Lucius Fox Is Coming To 'Gotham' City

by Kayla Hawkins

When you think about it, Gotham has covered an incredible amount of material in a single 22-episode season, and it's still adding new stuff right to the end. Now, Gotham is introducing DC Comics character Lucius Fox, who has also been portrayed in Batman movies and is played here by Chris Chalk. Fox has always been an ally for Batman/Bruce Wayne, and is sometimes the person behind Batman's cavalcade of gadgets and technical acumen. Lucius Fox dates back to the comics as the CEO of Wayne Enterprises. He's always super competent, a great businessman, and usually unaware that his boss is a vigilante, though as one of the smartest non-villain characters, he does sometimes get a little hint that Wayne isn't just a shallow millionaire.

Lucius Fox is also now one of the most beloved characters in the Batman universe, largely thanks to Morgan Freeman's portrayal of the character from the Chris Nolan Dark Knight films. In that version, Fox is a wise, sage, older man, who's languished at Wayne Enterprises for years because the company wasn't being managed by the right people during Bruce Wayne's childhood and adolescence. In the movies, Freeman uses his sonorous voice and natural gravitas to sell all of Nolan's outlandish Bat-tools. Like having Michael Caine as Alfred, adding an Oscar-winning actor in a supporting role helped to sell the "realism" of the comic book-inspired franchise. And Freeman brought a fantastic sense of humor along with him as well.

Plus, there was always a sense — and later it became part of the story — that Lucius was the one person besides Alfred who knew Bruce's secret identity. He's Batman's version of James Bond's Q, the mechanical genius who gives out all the gear.

Key moments of the film version of Lucius go from his jokes (like the classic "spelunking" quip above) to the moment at the end of The Dark Knight where he expresses that he's uncomfortable with the idea of having the Big Brother-y power to access everyone's cellphone footage. While the movie ultimately kind of comes down on the side that the program was needed, even if it invaded people's privacy, Lucius Fox is definitely a moral compass in Chris Nolan's Bat-verse.

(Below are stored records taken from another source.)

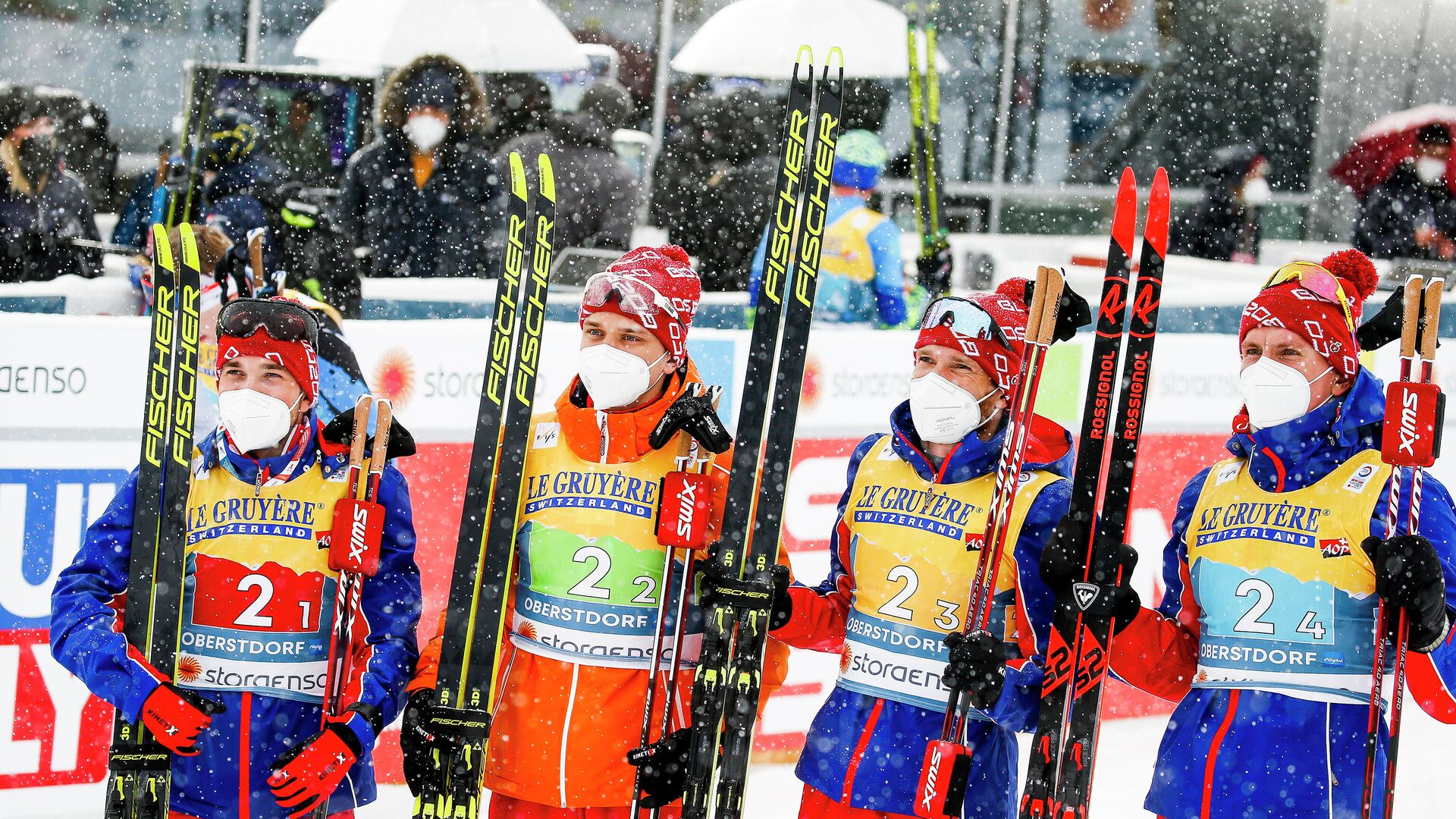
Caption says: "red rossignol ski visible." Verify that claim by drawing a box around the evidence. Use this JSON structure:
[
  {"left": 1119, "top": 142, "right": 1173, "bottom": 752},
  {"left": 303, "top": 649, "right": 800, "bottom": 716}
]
[
  {"left": 1021, "top": 168, "right": 1169, "bottom": 819},
  {"left": 915, "top": 267, "right": 1065, "bottom": 819},
  {"left": 1360, "top": 275, "right": 1446, "bottom": 819}
]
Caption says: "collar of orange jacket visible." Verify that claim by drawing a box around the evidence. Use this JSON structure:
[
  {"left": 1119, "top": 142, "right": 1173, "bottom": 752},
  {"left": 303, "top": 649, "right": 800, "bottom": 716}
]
[{"left": 556, "top": 359, "right": 701, "bottom": 463}]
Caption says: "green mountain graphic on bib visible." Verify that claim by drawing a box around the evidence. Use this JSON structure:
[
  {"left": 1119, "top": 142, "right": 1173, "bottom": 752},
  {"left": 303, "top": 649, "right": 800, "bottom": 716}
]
[{"left": 517, "top": 520, "right": 663, "bottom": 606}]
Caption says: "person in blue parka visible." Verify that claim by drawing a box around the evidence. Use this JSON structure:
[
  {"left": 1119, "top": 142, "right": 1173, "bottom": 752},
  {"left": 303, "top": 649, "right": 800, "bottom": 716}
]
[
  {"left": 1111, "top": 251, "right": 1456, "bottom": 819},
  {"left": 51, "top": 299, "right": 419, "bottom": 819},
  {"left": 772, "top": 278, "right": 1075, "bottom": 819}
]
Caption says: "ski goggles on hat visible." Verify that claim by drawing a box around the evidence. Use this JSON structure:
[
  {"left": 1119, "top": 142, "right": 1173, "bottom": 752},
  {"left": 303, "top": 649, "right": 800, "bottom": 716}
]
[
  {"left": 581, "top": 270, "right": 684, "bottom": 326},
  {"left": 1264, "top": 262, "right": 1356, "bottom": 331},
  {"left": 217, "top": 299, "right": 318, "bottom": 350},
  {"left": 920, "top": 296, "right": 1010, "bottom": 350}
]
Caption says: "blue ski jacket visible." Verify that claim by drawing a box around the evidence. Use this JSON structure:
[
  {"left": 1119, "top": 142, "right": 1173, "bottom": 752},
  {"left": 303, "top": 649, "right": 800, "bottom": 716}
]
[
  {"left": 774, "top": 402, "right": 1073, "bottom": 819},
  {"left": 51, "top": 417, "right": 419, "bottom": 819},
  {"left": 1111, "top": 369, "right": 1456, "bottom": 819}
]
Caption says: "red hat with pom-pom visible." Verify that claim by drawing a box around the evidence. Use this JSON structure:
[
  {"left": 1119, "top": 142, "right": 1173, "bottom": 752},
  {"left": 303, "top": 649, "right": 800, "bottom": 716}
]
[
  {"left": 1239, "top": 249, "right": 1380, "bottom": 378},
  {"left": 578, "top": 245, "right": 703, "bottom": 366},
  {"left": 915, "top": 277, "right": 1029, "bottom": 392}
]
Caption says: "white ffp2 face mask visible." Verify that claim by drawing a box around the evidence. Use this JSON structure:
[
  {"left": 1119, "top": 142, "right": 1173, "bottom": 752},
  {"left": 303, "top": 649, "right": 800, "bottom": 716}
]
[
  {"left": 1239, "top": 356, "right": 1334, "bottom": 430},
  {"left": 217, "top": 389, "right": 303, "bottom": 452},
  {"left": 578, "top": 344, "right": 667, "bottom": 410},
  {"left": 910, "top": 373, "right": 996, "bottom": 443},
  {"left": 405, "top": 114, "right": 448, "bottom": 150},
  {"left": 1415, "top": 156, "right": 1446, "bottom": 185}
]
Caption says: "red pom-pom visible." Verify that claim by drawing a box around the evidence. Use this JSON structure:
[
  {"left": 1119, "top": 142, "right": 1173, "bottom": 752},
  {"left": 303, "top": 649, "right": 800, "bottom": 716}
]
[{"left": 1320, "top": 248, "right": 1380, "bottom": 302}]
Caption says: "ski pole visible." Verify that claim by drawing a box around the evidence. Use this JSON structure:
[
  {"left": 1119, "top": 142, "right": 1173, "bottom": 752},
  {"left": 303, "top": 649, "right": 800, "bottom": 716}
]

I spend so much time discussing Freeman's portrayal because I think it's genuinely the most influential version of Lucius Fox ever put to the screen, and provided a strong take on a character who's never had one before. And I'm sure, with the whole Wayne Enterprises ongoing storyline in Gotham , that it will be a big influence on the series. Obviously this Gotham version of the character will already start to build a relationship with Bruce Wayne before he gets the idea to become Batman, but I think this could be the key to who takes over Wayne Enterprises after Sid Bunderslaw is stopped.